What it also does is throw into doubt the massively successful PR campaign early – and later Christians – conducted around martyrdom. One of the most powerful and famous later bits of Christian propaganda was, of course, Foxe’s Book of Martyrs which did for the Protestants what early Christian chroniclers did for the history of the Church. Just as Foxe’s book obscured a paradox so early Christian mythologies did something similar. In the case of Foxe it was the reality that Elizabethan England executed as many Catholics as Mary did Protestants although in the Elizabethan case it was generally done in dungeon secrecy. In the early Christians’ case the paradox was that much of what they claimed about martyrs was simply rehashes of pagan and classical literature.

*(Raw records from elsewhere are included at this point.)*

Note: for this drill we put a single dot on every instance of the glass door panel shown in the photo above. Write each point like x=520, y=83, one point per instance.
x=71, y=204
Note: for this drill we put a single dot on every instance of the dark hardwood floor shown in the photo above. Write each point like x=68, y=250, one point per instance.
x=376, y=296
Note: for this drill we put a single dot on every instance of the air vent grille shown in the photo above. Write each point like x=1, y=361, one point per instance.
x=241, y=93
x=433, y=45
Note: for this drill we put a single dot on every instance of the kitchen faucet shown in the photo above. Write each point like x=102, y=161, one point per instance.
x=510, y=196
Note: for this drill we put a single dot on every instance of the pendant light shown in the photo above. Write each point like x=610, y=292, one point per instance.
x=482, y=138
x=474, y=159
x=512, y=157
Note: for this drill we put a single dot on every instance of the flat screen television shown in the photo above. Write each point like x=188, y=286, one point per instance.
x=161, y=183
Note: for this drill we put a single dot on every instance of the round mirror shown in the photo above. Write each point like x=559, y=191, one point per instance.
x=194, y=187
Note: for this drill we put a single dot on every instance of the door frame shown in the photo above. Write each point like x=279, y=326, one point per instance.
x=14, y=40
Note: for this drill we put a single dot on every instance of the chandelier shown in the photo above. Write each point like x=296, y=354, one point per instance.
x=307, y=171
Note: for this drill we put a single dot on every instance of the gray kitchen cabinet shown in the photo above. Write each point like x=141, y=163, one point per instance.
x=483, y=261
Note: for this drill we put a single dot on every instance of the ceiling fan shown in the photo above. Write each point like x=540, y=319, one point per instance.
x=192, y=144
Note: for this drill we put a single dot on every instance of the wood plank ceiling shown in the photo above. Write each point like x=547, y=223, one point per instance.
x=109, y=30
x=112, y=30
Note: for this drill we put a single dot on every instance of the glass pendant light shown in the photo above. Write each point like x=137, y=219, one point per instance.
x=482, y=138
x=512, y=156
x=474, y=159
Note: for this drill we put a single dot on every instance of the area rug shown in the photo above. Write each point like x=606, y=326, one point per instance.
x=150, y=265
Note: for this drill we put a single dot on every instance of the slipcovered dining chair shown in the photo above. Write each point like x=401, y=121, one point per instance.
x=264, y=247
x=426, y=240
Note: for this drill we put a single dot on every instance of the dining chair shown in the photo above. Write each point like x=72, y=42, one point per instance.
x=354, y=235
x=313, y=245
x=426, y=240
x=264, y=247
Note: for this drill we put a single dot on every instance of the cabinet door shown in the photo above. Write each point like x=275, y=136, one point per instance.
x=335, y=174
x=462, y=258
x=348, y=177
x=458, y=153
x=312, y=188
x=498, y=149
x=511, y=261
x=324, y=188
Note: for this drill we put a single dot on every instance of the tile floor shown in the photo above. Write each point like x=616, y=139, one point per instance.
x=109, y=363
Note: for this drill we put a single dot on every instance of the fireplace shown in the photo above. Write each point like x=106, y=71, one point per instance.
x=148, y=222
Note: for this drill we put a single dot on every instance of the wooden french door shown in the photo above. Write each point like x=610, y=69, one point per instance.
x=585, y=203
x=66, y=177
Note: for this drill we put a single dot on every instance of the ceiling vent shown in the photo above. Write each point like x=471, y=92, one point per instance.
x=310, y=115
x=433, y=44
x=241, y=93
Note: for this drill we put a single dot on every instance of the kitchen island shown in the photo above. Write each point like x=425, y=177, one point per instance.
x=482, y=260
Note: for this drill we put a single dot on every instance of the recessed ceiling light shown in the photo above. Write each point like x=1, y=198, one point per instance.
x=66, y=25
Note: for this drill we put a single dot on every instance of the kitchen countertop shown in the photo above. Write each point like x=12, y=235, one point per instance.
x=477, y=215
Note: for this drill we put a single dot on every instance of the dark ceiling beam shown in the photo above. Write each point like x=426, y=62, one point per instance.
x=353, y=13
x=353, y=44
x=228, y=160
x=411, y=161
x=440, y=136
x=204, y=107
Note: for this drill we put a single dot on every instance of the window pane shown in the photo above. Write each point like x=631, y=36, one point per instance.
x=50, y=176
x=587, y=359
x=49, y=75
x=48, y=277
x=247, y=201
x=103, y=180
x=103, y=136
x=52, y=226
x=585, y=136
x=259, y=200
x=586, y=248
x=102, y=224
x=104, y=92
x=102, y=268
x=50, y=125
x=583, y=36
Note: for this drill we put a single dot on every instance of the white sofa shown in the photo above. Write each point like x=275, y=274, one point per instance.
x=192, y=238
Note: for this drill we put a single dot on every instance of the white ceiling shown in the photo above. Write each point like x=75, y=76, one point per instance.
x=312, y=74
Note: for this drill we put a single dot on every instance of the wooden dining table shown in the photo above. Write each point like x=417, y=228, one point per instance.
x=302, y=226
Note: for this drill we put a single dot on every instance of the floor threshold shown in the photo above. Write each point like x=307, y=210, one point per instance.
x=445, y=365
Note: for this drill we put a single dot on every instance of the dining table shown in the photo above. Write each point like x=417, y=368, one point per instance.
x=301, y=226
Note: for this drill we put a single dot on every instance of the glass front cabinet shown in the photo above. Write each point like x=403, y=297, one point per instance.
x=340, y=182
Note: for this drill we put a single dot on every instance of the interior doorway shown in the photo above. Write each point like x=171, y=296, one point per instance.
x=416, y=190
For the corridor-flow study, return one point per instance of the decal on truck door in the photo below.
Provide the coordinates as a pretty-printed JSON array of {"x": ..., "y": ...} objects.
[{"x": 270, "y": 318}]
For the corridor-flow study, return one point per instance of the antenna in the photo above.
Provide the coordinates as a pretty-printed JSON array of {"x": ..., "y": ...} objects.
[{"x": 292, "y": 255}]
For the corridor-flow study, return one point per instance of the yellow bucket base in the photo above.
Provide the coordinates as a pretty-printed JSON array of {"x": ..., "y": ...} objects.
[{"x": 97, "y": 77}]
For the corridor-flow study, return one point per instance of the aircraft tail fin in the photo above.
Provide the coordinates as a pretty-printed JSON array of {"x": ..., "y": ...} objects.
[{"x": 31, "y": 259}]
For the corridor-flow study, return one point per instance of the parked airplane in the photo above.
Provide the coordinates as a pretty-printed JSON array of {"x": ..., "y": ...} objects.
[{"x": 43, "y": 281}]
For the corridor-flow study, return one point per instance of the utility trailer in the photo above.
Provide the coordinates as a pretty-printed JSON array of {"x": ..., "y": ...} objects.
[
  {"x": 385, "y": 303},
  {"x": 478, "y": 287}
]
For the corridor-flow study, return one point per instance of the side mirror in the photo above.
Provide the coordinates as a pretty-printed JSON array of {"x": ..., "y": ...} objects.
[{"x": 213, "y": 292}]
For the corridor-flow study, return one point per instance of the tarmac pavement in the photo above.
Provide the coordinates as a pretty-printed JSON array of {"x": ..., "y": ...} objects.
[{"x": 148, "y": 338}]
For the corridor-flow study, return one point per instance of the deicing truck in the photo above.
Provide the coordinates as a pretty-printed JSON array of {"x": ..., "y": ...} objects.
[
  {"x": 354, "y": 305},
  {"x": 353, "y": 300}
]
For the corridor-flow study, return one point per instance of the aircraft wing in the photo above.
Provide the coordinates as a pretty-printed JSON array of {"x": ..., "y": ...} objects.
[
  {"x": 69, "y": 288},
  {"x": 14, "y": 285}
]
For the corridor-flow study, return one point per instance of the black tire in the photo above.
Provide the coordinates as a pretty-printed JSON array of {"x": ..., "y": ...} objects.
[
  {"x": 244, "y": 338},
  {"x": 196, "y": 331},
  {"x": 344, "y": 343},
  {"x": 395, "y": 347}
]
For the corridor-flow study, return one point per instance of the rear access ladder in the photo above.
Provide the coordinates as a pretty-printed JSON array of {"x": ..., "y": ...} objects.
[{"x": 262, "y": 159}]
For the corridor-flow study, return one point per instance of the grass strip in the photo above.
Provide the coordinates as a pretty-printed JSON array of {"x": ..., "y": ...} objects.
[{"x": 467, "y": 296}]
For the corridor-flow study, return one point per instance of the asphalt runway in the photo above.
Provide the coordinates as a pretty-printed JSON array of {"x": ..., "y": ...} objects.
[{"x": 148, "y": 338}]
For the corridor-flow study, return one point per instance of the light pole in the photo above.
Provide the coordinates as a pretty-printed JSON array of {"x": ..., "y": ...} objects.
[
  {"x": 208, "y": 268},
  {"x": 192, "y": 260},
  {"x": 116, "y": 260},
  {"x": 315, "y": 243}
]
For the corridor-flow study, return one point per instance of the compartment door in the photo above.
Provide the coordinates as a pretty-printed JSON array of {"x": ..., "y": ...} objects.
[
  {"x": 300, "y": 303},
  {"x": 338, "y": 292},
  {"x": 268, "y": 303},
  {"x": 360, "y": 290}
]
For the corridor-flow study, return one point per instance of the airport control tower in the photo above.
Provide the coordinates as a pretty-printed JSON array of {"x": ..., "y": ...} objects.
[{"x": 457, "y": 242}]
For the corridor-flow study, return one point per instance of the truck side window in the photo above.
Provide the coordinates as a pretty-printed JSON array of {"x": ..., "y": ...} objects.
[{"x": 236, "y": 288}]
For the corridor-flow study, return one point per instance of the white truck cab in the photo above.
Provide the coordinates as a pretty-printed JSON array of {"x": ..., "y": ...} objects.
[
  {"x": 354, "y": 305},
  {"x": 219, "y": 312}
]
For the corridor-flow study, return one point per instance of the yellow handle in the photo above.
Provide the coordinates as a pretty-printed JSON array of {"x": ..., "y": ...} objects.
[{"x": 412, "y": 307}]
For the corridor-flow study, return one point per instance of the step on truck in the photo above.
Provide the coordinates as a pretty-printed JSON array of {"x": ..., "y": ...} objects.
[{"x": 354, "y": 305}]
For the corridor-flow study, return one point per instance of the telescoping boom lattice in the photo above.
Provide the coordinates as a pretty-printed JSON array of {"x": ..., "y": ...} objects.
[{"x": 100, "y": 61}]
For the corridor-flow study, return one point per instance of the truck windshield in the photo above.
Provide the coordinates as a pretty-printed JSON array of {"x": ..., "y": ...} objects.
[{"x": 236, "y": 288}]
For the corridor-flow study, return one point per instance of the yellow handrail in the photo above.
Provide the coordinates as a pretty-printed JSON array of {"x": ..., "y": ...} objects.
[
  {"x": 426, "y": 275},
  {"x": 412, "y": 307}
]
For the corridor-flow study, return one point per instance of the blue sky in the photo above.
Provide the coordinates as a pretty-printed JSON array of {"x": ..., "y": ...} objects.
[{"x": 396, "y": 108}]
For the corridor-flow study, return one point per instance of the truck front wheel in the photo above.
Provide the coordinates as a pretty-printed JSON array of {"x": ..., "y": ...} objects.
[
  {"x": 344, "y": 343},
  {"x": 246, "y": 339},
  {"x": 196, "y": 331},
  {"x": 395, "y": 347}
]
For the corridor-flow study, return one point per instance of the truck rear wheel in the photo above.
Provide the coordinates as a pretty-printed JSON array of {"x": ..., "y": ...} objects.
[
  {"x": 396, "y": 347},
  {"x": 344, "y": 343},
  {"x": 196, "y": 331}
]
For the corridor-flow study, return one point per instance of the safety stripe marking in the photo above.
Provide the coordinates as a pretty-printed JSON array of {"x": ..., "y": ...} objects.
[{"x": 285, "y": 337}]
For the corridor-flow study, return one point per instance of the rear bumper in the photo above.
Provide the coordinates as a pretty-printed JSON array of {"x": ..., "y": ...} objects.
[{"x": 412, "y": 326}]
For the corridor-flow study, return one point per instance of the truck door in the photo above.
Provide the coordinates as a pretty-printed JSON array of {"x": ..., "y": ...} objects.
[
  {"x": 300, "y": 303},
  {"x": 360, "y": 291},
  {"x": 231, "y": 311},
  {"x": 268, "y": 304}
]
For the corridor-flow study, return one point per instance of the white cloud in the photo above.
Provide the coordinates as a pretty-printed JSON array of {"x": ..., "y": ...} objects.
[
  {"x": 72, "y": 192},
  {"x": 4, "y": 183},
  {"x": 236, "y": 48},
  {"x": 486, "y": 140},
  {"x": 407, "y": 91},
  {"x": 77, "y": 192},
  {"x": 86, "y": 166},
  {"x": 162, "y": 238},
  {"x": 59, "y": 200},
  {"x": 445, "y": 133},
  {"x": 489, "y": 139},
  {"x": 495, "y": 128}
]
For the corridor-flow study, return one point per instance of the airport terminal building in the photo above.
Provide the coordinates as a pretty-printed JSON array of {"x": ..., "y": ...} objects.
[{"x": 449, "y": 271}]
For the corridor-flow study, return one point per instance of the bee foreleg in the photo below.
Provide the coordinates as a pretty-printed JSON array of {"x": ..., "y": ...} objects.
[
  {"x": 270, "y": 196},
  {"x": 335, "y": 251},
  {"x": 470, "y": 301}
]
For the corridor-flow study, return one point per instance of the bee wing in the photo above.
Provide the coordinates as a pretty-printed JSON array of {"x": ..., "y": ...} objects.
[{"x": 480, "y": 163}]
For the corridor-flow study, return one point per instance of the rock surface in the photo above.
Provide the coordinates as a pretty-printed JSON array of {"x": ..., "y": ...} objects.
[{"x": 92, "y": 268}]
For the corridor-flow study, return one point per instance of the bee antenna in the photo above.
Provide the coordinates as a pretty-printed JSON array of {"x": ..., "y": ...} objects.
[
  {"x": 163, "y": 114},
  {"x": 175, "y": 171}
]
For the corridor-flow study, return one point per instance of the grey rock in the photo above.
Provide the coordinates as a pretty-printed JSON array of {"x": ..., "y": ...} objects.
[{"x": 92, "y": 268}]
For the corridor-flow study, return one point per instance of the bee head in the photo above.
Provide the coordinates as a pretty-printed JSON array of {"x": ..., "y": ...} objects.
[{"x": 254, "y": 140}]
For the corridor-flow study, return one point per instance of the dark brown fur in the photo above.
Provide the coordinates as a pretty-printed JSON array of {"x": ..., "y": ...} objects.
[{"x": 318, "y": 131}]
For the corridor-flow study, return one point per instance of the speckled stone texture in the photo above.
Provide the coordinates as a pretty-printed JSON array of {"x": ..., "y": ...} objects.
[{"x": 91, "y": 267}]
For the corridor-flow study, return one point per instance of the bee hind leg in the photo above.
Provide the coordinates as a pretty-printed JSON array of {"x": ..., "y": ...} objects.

Moss’ book, relying heavily on modern scholarship and the church’s own analysis of martyr history, shows that many martyrdom stories were simply re-writes of classical tales and history from Iphigenia and Socrates to Lucretia and Anaxarchus as well as borrowings from Jewish and Pagan martyrdom traditions. Ultimately they were hagiography to “invent, supplement and expand martyrdom stories…to support…the cult of the saints.” Much of this was consolidated under Constantine, promoted by Eusebius, and continued as a form of propaganda into the modern world. How extraordinarily successful it was is highlighted by the fact that Moss’ students (she does teach at a Catholic university) confront her with total incomprehension when the topic comes up and a comment in the book’s acknowledgements thanks her boss for promising to ensure the book didn’t get her fired. Sadly the book seems to have sunk a bit under enormously hostile and vitriolic reviews on Fox News and a variety of Christian newsletters, magazines and blogs. But it is a great history of an extraordinarily effective centuries long PR campaign.

What it also highlights is that disinformation and myth have been with us for a long time and can be extraordinarily powerful  – when conducted by the powerful – as it has been in recent decades with climate denial. In May this year a Democratic Senator, Sheldon Whitehouse, suggested in a Washington Post op ed that “fossil fuel companies and their allies are funding a massive and sophisticated campaign to mislead the American people about the environmental harm caused by carbon pollution”; compared their campaign to Big Tobacco’s denial of the health dangers of smoking; and pointed out that the tobacco campaign was found by “a federal judge to have amounted to a racketeering enterprise.” While Whitehouse conceded there was not yet enough evidence to justify his conclusion about racketeering “there’s an awful lot of smoke”. The details are in an article by Steven T. Corneliussen in physicstoday (23 September 2015).

The Whitehouse article prompted 20 climate scientists from a variety of universities and other institutions to endorse the suggestion that there ought to be a RICO investigation (The Racketeer Influenced and Corrupt Organisations Act originally once directed at the Mob but now often directed to bigger and more powerful groups) of “corporations and other organisations that have knowingly deceived the American public about the risks of climate change”. Given the lobbying power of the corporations it might be unlikely. However, it is instructive that the usual suspects jumping up and down about Obamacare supposedly introducing death panels and objecting to Professor Moss’ book were also the mob who shrieked about the climate scientists’ call. One wonders if the Australian coal industry campaign might have been a bit more successful if it was operating in the fertile US environment.